Bahkan sebuah “Apa kabar?” sekalipun ada tujuan atau kepentingan-entah-apa-itu di baliknya.

Benarkah kita sudah semenyeramkan itu?

Ya. Saya sebut itu hal yang menyeramkan. Kita semua tahu bahwa kodrat manusia adalah membutuhkan orang lain. Manusia tidak bisa hidup sendiri. Oleh karena itu, akan menjadi hal yang menakutkan apabila kebutuhan ‘bersosialisasi’ yang dulu sarat akan kehidupan harmonis bermasyarakat, sekarang sudah bergeser ke ranah yang lebih profesional, penuh tendensi dan kepentingan, saling memberi keuntungan, atau bersimbiosis mutualisme. Bila ada pihak yang tidak sejalan dan tidak memberi keuntungan, seseorang akan meninggalkannya dan berpaling ke orang atau komoditas lain yang lebih menguntungkan. Ia tidak akan peduli pada yang ia tinggalkan, bagaimana pun keadaannya, karena ia berbeda dengan tujuannya. Ia tidak akan peduli sekali pun yang ditinggalkan mengalami keterpurukan, kesusahan, atau apa pun. Yang penting ia dapat mengejar tujuannya sendiri. Yang penting ia dapat memenuhi targetnya sendiri.

Saya mulai berpikir. Mungkin benar kata dosen saya. Saat ini telah terjadi kesenjangan antara konvensi masyarakat dan inovasi.

Bagi sebagian orang, mereka ingin mempertahankan tradisi berhubungan sosial, seperti bertegur sapa, mengobrolkan hal satu dengan yang lain, membaur dengan orang lain tanpa ada tendensi atau kepentingan apapun, bergotong royong membersihkan lingkungan, membesuk orang sakit, datang kenduren, dan lain-lain. Bahkan peduli dengan teman yang mulai merasa restless atau susah dihubungi pun harusnya bukan menjadi masalah yang besar.

Mereka yang mengalami disorder tertentu kadang butuh keberadaan kita. Mereka butuh telinga kita. Mereka perlu kita untuk menguatkan mereka. Sehingga kasus bunuh diri akibat tekanan hidup yang berat di sana-sini tidak perlu terjadi.
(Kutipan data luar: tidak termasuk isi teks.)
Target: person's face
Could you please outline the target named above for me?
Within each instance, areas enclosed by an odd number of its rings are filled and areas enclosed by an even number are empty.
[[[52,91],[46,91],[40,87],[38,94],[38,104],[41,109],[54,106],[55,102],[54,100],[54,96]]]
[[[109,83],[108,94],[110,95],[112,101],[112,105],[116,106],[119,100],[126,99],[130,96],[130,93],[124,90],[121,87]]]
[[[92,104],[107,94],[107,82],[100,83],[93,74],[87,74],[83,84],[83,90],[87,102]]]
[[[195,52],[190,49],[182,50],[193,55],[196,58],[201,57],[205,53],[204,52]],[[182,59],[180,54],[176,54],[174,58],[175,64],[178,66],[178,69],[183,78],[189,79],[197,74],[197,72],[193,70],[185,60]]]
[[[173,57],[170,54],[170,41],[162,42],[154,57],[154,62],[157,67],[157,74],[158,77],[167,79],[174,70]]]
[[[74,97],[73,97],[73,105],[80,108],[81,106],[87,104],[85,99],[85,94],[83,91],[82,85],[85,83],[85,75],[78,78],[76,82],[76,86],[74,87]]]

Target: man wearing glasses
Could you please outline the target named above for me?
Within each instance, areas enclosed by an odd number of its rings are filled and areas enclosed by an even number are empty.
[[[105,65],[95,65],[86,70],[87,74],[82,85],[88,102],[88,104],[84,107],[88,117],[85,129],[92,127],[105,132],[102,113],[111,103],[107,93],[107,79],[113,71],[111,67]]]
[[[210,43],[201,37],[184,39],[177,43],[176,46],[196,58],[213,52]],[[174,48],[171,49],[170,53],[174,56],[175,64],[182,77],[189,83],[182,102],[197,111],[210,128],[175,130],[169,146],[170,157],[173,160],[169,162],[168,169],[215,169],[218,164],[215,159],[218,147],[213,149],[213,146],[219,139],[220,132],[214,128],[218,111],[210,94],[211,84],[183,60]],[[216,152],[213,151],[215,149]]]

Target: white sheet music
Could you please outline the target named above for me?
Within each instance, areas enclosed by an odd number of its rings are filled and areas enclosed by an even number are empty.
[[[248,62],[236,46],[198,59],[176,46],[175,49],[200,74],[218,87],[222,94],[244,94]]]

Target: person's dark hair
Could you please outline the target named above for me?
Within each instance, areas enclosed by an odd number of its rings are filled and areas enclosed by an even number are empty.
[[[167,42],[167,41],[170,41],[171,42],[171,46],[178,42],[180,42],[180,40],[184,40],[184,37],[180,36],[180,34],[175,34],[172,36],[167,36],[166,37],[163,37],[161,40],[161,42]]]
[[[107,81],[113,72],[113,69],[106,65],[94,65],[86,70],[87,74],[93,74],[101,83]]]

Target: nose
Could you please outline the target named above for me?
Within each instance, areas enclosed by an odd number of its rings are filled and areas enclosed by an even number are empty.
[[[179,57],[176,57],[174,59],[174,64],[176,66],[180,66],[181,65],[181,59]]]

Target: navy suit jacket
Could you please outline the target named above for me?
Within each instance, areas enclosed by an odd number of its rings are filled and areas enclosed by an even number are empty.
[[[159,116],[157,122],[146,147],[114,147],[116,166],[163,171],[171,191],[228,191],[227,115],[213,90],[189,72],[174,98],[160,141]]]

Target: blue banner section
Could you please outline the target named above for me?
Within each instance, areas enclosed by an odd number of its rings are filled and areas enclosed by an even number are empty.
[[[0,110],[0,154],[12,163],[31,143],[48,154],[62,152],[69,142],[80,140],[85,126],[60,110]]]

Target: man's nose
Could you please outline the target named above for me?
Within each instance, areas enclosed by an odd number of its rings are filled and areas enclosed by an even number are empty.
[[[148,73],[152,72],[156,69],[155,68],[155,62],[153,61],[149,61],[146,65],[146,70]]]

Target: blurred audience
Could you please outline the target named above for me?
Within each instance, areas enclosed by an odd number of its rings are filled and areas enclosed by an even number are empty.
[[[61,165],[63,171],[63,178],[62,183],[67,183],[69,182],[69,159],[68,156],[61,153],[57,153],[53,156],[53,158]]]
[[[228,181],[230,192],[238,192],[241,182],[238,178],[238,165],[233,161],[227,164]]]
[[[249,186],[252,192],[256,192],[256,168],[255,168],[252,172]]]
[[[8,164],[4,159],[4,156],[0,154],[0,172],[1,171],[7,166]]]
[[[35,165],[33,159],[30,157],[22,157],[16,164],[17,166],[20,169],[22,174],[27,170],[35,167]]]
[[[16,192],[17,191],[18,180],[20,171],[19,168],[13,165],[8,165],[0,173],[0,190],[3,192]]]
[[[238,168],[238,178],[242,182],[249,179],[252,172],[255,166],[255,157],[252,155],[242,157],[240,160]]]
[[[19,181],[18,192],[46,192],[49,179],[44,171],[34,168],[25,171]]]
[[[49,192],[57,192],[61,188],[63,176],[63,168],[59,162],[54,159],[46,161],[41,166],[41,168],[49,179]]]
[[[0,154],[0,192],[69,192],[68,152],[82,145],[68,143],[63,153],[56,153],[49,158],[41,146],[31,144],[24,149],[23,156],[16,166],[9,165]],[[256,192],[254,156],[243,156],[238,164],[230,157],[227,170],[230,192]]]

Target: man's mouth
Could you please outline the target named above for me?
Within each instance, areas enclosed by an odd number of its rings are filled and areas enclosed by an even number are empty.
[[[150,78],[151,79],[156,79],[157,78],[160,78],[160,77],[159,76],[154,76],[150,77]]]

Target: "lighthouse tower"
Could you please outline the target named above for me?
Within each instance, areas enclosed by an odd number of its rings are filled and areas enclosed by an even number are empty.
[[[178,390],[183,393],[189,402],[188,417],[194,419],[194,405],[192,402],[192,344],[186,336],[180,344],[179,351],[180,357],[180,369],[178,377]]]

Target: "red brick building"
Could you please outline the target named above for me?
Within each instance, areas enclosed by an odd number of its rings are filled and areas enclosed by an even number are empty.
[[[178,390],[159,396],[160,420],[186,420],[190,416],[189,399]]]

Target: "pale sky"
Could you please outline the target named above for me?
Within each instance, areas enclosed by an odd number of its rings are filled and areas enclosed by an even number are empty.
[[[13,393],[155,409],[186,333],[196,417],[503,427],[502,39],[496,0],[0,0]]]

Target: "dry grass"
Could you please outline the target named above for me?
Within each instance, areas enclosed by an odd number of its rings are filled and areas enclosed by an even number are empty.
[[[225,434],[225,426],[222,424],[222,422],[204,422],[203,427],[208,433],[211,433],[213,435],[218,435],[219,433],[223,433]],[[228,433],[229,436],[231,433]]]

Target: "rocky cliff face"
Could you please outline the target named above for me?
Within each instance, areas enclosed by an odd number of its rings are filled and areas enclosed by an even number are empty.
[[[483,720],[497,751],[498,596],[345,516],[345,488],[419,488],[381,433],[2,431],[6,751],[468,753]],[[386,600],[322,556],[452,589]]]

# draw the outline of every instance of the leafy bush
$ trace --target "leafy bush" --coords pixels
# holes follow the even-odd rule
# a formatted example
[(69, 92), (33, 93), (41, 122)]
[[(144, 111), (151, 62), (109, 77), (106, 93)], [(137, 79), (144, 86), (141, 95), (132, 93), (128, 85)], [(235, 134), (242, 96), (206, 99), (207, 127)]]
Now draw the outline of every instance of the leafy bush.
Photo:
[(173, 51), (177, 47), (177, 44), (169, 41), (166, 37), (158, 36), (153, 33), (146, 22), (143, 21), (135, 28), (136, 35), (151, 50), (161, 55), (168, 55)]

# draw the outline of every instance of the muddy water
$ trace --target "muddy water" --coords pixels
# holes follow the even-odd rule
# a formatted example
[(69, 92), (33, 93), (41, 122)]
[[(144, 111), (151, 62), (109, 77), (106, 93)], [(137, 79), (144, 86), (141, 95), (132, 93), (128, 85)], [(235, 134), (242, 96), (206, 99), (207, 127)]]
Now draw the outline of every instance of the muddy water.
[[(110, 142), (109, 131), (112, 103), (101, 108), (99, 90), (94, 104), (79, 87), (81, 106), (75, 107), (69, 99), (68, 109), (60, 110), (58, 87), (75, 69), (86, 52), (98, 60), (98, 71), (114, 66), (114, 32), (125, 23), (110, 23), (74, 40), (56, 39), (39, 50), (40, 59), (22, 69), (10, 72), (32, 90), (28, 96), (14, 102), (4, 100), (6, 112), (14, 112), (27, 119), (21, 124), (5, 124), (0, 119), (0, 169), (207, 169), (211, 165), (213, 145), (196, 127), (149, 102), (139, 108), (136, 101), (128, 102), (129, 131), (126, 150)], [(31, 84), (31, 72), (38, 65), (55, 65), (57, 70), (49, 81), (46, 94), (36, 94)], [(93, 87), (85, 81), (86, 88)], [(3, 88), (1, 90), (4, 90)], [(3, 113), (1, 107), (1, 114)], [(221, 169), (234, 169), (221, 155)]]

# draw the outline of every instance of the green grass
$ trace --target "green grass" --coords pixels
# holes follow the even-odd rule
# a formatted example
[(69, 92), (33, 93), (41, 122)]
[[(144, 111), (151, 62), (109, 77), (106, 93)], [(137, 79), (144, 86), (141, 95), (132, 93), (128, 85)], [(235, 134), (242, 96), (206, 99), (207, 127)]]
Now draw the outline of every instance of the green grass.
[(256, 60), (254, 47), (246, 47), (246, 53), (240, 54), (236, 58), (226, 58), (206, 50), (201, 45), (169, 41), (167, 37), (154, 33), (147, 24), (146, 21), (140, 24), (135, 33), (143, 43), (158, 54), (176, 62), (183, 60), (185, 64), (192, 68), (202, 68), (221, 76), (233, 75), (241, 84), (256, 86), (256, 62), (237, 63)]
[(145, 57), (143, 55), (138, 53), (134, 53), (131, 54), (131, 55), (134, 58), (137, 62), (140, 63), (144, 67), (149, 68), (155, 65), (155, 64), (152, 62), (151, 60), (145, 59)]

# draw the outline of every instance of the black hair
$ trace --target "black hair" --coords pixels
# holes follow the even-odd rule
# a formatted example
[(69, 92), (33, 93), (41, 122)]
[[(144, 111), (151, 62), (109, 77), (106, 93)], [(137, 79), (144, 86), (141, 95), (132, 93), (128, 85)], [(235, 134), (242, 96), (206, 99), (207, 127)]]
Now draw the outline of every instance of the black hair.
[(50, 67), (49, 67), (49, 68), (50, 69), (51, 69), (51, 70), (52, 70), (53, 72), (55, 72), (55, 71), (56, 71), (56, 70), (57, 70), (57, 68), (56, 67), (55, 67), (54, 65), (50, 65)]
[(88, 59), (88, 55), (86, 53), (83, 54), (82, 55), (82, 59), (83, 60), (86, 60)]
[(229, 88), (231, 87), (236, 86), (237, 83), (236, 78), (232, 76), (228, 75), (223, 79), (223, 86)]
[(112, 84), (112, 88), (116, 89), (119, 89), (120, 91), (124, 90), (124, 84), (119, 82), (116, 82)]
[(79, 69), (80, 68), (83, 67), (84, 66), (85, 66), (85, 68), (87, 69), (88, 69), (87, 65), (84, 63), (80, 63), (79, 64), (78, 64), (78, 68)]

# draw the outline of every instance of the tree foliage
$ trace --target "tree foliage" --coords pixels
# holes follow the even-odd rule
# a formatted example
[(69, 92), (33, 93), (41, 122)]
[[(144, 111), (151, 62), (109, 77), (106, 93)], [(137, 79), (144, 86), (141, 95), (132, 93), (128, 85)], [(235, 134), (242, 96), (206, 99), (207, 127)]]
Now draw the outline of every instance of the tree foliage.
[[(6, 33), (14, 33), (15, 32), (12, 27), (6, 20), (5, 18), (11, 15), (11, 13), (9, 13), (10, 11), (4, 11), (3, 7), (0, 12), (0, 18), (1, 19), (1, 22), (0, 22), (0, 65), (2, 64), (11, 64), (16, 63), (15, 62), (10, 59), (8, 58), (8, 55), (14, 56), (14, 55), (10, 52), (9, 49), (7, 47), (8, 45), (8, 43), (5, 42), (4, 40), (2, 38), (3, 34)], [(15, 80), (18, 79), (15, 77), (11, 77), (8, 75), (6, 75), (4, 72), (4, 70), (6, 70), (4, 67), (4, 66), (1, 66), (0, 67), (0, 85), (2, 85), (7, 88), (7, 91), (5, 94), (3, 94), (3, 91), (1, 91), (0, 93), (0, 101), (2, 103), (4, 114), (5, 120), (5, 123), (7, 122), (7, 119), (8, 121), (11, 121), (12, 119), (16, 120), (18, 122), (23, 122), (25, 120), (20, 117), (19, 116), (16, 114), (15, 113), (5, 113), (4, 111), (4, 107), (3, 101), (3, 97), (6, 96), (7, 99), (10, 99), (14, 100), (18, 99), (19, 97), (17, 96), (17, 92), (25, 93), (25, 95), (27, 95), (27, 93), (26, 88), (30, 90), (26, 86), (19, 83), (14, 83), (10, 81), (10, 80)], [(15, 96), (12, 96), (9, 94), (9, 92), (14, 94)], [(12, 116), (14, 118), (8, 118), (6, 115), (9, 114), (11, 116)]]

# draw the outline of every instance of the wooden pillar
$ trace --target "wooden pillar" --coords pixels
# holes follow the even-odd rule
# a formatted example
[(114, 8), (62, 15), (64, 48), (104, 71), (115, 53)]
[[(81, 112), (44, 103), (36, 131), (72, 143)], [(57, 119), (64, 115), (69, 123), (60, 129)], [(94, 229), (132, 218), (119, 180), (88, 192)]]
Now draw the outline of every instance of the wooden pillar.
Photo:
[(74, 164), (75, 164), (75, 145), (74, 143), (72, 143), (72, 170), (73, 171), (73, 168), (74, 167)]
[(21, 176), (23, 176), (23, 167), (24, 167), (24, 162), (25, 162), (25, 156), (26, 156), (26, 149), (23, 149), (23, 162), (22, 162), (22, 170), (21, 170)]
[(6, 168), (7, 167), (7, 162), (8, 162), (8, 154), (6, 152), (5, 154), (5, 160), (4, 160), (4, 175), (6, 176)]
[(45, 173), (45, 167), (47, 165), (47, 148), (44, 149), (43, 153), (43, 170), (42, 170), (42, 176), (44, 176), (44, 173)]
Di sisi lain, sebagai manusia yang ingin maju dan memperbaiki kehidupannya, mereka punya target-target tersendiri yang harus mereka capai. Mereka punya tujuan hidup yang hanya dapat diwujudkan dengan orang-orang tertentu. Mereka punya beberapa tanggung jawab yang memang harus mereka tunaikan, bukan hanya kepada masyarakat, tapi juga kepada orang tua dan keluarga yang berharap besar akan keberhasilan hidupnya. Hal tersebut menyita banyak hal lain sehingga perlu ruang dan waktu ekstra untuk peduli terhadap sesamanya.

Dan yang paling tidak bisa diubah adalah, manusia hanya punya waktu 24 jam saja sehari. Tidak kurang, tidak lebih.

Jadi, kita harus berbuat apa?

Saya juga tidak dapat menjawabnya secara konkret, hm, maafkan saya. Ini juga tantangan sulit untuk saya.

Akan tetapi, saya hanya berharap, untuk alasan apapun, jangan sampai kita menjadi orang-orang yang tidak peduli dengan teman, orang tua, maupun lingkungan sekitar. Meski tangan dan kaki yang kita miliki hanya sepasang dan waktu yang kita punya hanya 24 jam sehari, semoga kita masih bisa peduli dengan sesama. Peduli tanpa tendensi. Peduli tanpa kepentingan.